Whenever I hear a politician say, "this is not a racist country," two things happen. First I wonder who they might be (usually a Republican) to make such a ridiculous statement. Either they never studied US history, or they have lived an incredibly sheltered life.
My first 20 years on this planet were spent in relatively all-white neighborhoods. I was aware of other nationalities through the Latino, Black, and Asian populations that surrounded my neighborhood. To be sure we had diverse groups in my school and community, but for the most part, everyone and everything was white. I idolized Black baseball players as a kid, but even then I had little knowledge of the context in which they played and the unwritten rules they were subject to.
In college I studied US history and because of the zeitgeist of the late 1960s, I ended up majoring in African American history. Reading books about the brutality of slavery and the autobiographies of enslaved people, I learned of a reality that never entered my jr. High and High School history books.

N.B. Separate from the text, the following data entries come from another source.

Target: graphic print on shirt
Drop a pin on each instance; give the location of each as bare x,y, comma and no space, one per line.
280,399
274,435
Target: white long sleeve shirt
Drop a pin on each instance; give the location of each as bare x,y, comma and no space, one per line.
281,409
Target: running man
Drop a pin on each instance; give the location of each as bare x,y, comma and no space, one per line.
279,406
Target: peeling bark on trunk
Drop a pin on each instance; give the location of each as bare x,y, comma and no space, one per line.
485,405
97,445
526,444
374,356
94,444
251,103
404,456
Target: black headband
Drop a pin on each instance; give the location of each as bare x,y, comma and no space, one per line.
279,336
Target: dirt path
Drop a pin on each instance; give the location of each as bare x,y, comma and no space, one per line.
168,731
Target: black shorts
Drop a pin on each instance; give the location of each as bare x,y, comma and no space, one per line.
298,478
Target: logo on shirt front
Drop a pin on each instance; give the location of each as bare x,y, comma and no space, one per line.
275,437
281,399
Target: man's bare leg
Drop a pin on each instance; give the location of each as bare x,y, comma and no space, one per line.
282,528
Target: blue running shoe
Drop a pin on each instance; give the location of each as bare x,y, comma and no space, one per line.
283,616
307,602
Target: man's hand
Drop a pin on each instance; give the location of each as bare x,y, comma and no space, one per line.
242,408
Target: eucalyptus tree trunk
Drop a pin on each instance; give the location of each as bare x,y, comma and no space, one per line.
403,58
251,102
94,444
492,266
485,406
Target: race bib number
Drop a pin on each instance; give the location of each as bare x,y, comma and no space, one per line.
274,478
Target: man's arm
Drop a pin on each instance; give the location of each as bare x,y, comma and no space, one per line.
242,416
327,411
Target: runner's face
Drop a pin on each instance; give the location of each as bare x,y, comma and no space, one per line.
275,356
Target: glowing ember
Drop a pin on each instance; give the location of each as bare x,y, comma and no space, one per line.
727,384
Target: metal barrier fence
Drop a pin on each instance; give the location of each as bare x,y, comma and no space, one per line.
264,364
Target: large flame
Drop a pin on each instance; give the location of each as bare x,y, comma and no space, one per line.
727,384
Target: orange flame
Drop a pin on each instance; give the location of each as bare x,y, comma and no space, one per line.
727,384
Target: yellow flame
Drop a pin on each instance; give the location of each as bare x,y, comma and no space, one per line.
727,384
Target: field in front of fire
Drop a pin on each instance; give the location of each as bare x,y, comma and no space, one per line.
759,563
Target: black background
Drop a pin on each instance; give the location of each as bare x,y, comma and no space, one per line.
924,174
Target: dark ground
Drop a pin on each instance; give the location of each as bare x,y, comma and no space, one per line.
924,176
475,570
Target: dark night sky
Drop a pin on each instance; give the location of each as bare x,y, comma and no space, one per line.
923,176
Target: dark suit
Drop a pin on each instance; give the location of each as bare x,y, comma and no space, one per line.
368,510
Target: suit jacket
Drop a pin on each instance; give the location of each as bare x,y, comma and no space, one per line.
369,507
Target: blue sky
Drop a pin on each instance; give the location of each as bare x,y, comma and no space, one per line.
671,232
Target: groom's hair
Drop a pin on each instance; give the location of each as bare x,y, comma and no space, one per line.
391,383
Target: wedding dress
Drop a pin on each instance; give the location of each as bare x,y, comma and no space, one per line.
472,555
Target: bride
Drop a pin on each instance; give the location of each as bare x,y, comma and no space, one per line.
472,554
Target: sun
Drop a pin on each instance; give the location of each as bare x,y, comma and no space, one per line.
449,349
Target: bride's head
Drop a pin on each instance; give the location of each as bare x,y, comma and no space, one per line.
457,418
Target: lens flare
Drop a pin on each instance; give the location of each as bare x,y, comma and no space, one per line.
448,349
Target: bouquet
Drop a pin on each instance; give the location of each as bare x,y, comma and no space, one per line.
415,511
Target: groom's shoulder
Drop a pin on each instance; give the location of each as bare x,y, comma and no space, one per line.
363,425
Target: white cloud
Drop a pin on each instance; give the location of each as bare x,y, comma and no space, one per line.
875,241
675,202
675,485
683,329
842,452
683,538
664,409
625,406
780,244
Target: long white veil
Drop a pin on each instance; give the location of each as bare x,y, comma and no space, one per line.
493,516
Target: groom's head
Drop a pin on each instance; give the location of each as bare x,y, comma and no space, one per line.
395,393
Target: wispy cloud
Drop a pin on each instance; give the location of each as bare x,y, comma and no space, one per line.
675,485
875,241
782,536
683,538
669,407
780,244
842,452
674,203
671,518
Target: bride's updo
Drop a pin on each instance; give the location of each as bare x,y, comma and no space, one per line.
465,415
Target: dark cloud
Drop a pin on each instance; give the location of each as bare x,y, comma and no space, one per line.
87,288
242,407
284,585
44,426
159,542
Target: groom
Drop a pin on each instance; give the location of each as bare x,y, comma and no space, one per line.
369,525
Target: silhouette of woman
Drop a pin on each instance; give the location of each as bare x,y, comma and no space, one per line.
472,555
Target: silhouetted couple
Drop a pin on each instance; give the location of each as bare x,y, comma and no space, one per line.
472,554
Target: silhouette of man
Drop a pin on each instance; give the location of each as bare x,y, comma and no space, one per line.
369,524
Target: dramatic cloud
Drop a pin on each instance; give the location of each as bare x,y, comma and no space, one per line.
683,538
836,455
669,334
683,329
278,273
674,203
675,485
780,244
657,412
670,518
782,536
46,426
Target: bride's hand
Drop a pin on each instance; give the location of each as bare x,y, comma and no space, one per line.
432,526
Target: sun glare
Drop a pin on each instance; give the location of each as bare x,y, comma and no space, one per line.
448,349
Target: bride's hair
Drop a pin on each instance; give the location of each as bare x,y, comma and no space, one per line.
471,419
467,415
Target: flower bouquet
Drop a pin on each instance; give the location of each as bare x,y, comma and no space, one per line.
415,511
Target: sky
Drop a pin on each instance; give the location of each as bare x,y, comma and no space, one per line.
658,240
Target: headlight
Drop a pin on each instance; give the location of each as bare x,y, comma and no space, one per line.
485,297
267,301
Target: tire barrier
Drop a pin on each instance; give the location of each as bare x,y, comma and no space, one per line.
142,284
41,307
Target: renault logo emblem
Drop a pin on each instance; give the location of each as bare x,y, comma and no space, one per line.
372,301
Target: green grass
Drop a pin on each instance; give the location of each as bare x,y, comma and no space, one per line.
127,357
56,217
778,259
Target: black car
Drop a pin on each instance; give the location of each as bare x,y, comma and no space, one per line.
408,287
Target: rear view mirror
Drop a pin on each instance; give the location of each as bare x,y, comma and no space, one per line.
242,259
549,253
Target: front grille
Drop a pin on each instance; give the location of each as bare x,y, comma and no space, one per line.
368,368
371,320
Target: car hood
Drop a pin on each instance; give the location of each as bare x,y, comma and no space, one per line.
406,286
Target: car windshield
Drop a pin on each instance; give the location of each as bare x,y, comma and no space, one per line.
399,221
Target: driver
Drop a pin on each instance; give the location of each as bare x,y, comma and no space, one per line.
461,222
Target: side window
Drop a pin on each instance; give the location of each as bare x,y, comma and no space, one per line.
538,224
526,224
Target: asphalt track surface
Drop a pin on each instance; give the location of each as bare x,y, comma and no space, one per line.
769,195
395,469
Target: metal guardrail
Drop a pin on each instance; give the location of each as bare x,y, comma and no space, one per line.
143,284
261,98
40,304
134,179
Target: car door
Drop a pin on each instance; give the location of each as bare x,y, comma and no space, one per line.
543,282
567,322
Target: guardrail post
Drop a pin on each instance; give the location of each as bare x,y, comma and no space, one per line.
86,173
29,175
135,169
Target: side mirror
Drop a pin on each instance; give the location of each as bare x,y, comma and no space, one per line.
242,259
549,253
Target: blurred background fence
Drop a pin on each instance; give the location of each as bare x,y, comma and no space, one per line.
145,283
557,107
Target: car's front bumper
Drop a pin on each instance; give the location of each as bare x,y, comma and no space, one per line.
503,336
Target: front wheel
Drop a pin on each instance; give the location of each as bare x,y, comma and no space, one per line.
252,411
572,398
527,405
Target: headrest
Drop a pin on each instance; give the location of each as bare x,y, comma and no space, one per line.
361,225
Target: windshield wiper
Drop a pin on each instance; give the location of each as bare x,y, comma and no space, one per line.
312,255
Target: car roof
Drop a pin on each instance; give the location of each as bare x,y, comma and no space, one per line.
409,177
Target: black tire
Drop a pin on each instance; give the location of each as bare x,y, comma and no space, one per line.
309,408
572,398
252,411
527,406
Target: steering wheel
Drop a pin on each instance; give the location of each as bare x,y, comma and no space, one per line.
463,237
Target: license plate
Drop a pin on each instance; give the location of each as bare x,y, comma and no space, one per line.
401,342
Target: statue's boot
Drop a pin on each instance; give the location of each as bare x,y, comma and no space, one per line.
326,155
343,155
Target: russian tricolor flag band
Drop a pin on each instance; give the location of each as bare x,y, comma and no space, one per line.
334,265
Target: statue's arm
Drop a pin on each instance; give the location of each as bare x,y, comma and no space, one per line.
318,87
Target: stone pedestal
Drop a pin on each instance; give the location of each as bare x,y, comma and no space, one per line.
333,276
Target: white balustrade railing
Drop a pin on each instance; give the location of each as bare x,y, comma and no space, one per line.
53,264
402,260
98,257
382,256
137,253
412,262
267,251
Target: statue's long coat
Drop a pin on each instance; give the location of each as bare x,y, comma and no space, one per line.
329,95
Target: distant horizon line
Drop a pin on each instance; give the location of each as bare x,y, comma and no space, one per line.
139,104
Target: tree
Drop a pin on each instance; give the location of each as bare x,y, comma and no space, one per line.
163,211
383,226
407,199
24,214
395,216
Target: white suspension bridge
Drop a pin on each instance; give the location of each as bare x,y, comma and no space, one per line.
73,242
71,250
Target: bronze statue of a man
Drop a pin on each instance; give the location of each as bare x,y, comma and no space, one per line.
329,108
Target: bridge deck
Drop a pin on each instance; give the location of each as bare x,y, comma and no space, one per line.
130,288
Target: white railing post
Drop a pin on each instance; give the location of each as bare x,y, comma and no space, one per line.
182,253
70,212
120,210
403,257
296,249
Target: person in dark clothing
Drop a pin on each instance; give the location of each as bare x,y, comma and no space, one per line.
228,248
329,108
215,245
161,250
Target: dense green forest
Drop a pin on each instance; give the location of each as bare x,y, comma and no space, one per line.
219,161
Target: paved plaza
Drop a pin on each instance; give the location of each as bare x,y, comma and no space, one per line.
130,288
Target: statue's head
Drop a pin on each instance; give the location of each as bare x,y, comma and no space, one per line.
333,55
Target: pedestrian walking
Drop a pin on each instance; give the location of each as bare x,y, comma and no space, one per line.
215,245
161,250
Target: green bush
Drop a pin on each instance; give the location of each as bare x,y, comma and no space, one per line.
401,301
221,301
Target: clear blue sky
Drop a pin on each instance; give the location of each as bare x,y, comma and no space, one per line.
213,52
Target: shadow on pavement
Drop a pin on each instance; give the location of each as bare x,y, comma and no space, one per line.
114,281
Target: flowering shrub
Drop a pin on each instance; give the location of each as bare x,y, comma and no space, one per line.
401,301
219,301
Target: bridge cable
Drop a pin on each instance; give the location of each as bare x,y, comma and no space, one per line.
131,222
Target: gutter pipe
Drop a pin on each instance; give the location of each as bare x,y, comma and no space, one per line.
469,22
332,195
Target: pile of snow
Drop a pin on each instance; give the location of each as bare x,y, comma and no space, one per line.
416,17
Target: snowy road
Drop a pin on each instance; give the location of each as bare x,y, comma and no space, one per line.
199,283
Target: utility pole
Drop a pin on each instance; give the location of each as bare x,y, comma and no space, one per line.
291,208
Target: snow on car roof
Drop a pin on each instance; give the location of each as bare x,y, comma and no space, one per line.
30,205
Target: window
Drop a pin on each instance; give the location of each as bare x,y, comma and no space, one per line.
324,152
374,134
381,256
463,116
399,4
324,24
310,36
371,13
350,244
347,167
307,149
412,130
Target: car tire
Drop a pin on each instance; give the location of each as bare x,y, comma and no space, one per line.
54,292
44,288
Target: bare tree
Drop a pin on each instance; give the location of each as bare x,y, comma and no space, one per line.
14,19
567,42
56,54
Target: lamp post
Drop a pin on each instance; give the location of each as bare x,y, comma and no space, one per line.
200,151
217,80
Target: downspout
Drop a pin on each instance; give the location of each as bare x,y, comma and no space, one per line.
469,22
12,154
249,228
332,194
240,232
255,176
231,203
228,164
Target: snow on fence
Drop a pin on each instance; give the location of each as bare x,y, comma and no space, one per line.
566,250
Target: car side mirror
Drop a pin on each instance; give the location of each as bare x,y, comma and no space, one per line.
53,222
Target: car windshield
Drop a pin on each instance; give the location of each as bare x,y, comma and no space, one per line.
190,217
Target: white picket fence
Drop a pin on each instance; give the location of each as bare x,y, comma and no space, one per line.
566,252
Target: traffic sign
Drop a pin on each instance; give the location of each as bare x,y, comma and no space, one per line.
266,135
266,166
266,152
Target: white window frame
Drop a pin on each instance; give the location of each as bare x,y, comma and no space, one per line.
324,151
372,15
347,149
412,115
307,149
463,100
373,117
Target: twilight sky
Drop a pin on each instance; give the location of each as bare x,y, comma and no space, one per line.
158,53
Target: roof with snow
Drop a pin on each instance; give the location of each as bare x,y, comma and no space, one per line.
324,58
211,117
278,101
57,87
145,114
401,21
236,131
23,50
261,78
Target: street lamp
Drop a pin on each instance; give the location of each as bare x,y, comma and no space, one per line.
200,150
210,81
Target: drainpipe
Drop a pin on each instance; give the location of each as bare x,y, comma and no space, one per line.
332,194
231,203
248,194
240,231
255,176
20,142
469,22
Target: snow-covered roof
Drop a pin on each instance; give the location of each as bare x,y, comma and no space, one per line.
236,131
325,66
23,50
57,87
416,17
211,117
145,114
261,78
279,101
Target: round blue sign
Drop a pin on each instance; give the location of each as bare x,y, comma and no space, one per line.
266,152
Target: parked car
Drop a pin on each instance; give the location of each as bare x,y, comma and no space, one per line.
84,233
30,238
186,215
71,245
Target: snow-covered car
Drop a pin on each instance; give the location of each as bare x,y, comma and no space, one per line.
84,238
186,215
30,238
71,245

So there I was in 1969, fresh out of college with a newly minted history degree boarding a plane for Texas. Within a month of that landing, I had witnessed racism first hand. I bore witness to what some folks can never acknowledge.
During my training as a VISTA Volunteer, I was sent with two other trainees to Temple, Texas. We hereto spend a weekend in this small town south of Austin, and file a report on what we noticed with respect to the poverty and the social structure. In a shabby hotel room that first night I found a small phone book. It was about half the size of normal phone books with both white page and yellow page sections. My partners and I used the phone book to determine which groups of people lived where so that we could determine what kinds of services were available, for whom. In the yellow pages, certain businesses were labeled (colored) so that the residents of Temple could know where their business was welcome and where it was not.